German accident investigators have drawn a link between fires on two ultra-large containerships in the Elbe estuary and the Red Sea.
Both incidents involve containers loaded with charcoal, a cargo that is not categorised under international guidelines as hazardous when being shipped. In November 2015, a fire was detected and extinguished on the 12,400-teu MSC Katrina (built 2012) as it sailed up the Elbe in northwest Germany. In February, a fire occurred on the 13,000-teu Ludwigshafen Express (built 2014) as it sailed in the Red Sea. An investigation by Germany’s Federal Bureau of Maritime Casualty Investigation (BSU) found that both fires involved charcoal cargoes from the same Indonesian exporter. The BSU has not named the shipper in a preliminary report into the casualties released this week. In the case of the MSC Katrina, a firefighting unit was dispatched from Cuxhaven. Firefighters located the source of the fire in a 40-foot container loaded with charcoal in level four of the boxship. The fire was tackled by flooding the container with water. In the other incident, a blaze on the Ludwigshafen Express was spotted on a container on the upper deck of cargo hold number nine. It was also successfully tackled by flooding the container. When the ship arrived in Le Havre in northwest France, another burning container — a part of the same assignment of charcoal from Indonesia — was discovered. German jurisdiction The BSU is investigating the Ludwigshafen Express fire because the ship is registered in Germany. It is also probing the Katrina incident because the vessel, although flagged in Panama, was sailing in German waters and so came under the BSU’s jurisdiction. Normally the two accidents would be investigated separately but because they both involve the same cargo assigned from the same shipper — and the fires were similar in nature — the BSU decided to analyse them in the one report.
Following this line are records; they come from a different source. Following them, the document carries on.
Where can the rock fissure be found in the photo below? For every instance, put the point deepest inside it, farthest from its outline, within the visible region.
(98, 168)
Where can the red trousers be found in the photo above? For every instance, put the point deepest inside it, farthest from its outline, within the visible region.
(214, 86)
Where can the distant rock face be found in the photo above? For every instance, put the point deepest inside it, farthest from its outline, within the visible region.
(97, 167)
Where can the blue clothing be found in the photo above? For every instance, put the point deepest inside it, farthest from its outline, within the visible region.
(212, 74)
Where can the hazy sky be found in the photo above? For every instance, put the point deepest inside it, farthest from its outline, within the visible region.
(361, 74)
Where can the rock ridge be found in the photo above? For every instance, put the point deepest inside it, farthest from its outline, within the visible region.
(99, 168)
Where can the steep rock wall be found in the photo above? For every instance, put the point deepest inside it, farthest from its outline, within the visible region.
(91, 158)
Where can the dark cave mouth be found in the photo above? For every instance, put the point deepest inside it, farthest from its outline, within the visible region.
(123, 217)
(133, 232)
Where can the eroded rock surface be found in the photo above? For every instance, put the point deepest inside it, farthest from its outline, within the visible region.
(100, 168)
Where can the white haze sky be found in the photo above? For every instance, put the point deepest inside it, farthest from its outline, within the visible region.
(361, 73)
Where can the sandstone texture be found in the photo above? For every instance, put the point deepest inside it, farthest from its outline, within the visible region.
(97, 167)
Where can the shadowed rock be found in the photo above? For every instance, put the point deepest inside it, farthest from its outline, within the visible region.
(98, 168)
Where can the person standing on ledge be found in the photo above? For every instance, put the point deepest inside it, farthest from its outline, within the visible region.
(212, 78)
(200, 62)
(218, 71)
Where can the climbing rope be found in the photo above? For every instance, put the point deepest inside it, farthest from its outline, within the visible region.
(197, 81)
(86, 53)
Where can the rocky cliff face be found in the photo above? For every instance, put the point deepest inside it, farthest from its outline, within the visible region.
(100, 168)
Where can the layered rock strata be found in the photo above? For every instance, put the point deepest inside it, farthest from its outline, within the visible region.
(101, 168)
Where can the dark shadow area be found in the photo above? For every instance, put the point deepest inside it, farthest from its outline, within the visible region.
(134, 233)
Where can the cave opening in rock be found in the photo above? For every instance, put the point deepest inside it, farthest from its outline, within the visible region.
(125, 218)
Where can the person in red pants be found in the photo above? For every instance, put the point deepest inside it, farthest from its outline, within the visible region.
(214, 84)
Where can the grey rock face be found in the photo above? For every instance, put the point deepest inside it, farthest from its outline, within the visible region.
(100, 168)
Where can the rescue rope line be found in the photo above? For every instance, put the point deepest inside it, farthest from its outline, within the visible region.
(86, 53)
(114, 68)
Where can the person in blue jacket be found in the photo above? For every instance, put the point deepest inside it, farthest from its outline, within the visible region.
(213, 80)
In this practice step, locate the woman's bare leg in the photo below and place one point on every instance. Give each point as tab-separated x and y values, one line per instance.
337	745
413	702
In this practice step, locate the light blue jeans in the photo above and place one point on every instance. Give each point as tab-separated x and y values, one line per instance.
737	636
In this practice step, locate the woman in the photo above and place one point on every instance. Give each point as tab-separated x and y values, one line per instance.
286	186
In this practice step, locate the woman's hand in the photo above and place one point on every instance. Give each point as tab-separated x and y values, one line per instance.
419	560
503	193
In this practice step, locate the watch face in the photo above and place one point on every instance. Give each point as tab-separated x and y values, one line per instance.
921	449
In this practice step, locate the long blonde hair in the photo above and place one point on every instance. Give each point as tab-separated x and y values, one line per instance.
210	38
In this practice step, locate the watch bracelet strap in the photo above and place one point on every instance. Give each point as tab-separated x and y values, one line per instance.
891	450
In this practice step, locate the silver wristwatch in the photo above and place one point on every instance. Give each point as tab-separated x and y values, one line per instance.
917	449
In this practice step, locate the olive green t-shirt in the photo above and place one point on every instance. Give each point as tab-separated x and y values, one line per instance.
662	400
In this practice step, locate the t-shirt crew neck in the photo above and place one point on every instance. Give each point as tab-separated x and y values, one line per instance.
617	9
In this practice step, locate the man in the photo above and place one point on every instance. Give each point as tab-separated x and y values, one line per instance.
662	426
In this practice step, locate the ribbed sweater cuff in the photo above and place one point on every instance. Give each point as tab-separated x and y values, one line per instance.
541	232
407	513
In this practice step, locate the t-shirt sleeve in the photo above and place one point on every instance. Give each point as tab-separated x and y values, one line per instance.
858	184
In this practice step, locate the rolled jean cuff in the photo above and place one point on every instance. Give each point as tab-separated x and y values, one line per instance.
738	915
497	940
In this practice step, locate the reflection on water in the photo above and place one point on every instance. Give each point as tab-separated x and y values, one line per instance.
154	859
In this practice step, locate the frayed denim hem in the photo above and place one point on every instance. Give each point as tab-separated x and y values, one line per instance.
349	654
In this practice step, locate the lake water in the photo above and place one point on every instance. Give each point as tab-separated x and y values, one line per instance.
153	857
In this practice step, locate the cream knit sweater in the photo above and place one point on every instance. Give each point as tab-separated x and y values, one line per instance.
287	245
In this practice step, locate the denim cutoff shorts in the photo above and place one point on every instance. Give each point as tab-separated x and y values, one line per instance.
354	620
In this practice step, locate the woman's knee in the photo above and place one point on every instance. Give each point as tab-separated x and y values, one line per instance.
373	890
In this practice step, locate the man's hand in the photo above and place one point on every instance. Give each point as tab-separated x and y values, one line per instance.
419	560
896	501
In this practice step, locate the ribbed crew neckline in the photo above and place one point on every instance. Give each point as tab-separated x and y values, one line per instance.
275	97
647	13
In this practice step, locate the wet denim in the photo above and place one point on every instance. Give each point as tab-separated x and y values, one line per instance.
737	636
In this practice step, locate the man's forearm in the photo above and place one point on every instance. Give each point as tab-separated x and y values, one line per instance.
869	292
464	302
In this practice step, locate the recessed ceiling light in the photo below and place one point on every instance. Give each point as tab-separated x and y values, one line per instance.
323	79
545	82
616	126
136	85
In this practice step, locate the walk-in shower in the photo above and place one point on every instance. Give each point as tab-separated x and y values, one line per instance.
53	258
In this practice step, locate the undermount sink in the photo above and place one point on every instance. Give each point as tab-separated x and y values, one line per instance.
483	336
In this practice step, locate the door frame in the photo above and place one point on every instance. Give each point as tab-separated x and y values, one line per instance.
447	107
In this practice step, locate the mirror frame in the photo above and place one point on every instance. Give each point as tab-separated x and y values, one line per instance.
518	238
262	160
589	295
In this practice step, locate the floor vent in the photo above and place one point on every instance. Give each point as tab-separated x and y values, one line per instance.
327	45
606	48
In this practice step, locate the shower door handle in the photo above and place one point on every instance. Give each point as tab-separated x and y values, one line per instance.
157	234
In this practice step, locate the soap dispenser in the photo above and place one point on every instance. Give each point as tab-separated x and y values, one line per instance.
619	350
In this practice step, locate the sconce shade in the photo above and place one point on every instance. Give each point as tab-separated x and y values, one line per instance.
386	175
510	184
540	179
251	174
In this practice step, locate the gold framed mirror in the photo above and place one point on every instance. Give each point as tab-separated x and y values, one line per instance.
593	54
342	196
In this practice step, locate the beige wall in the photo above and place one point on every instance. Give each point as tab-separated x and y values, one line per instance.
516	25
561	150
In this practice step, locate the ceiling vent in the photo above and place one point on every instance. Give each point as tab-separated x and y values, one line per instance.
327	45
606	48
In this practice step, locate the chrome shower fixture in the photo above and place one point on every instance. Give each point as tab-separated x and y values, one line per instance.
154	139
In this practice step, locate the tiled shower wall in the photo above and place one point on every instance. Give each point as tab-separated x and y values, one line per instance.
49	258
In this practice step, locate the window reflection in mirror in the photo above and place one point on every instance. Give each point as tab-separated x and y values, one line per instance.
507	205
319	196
As the BSU is looking at the two accidents together, it is taking longer than the 12-month limit set by international regulations to complete the report. It said: “Particularly because of the similarity of the cases, both marine casualties will be summarised in the final investigation report.” One critical point of interest for investigators will be how the cargo self-ignited. Under the International Maritime Dangerous Goods (IMDG) Code, charcoal is not listed as a dangerous cargo that is prone to self-ignite. “Due to the discrepancy between the test result and the actual breakout of the fire, the BSU carried out further investigations and consulted an expert,” the BSU said. Another issue will be tackling fires on ultra-large containerships. There had been concerns that firefighting could be difficult on the latest generation of boxships but the two fires under investigation seem to have been handled successfully.